The parent node's only job is process management:

  • Start/stop peer BEAM processes
  • Poll S3 for blue-green upgrades
  • Coordinate cutover

It has no Repo, no Endpoint, no business logic processes. This means:

  • Parent crashes don't affect traffic (peer keeps running independently)
  • Parent restarts cleanly without port conflicts
  • Upgrade logic is isolated from application logic

Tarball Types

PeerManager handles two tarball formats:

  • Full release (blue-green mode): Contains lib/ + releases/ (sys.config, vm.args, boot files, consolidated protocols). The peer uses 100% new code paths — no mixing with the parent's code.

  • Beam-only (hot mode, fallback): Contains just .beam files and consolidated protocols.
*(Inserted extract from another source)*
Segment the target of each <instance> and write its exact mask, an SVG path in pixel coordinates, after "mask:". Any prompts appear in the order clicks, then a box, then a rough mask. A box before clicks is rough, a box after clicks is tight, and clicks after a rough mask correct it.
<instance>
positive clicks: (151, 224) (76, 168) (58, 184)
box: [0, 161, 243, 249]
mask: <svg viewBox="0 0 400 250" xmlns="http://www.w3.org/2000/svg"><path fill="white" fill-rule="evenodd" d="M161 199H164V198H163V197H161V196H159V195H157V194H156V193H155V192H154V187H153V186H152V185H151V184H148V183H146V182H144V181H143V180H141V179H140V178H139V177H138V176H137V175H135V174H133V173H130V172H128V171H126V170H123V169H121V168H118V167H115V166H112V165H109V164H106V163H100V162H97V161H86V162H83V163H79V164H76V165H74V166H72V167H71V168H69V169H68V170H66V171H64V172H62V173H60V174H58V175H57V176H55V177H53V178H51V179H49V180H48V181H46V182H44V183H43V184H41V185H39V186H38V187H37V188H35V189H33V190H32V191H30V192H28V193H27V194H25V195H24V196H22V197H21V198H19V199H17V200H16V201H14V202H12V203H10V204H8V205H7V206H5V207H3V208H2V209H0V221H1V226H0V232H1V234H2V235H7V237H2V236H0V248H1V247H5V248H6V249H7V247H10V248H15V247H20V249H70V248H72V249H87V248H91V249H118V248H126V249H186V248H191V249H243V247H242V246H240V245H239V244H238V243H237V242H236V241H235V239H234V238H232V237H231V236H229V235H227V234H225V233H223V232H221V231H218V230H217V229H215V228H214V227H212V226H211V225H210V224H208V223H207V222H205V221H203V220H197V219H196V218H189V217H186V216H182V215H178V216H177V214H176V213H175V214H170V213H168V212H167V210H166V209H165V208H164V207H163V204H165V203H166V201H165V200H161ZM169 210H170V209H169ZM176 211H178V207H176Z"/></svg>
Merged with the parent's existing code paths (new ebin dirs replace matching app dirs).

Full release tarballs are detected by the presence of a releases/ directory with a sys.config file.

Summary

Functions

Returns a specification to start this module under a supervisor.

Returns a status map for this machine's blue-green state.

Returns the active peer's node name.

Triggers a blue-green upgrade with new code paths.

Returns true if a blue-green upgrade is currently in progress.

Functions

child_spec(init_arg)

Returns a specification to start this module under a supervisor.

See Supervisor.

get_info()

Returns a status map for this machine's blue-green state.

peer_node()

Returns the active peer's node name.

Useful for remsh-ing into the peer from the parent:

/app/bin/myapp rpc 'IO.puts(FlyDeploy.BlueGreen.PeerManager.peer_node())'
RELEASE_NODE=<output> /app/bin/myapp remote

start_link(opts)

upgrade(tarball_url)

Triggers a blue-green upgrade with new code paths.

Called by the Poller when it detects a new release in S3. Downloads the tarball, extracts it, and starts a new peer with the new code.

Returns {:error, :upgrade_in_progress} if an upgrade is already running.

upgrading?()

Returns true if a blue-green upgrade is currently in progress.

Uses :persistent_term so it's readable from any process without blocking on the PeerManager GenServer (which is busy doing the upgrade).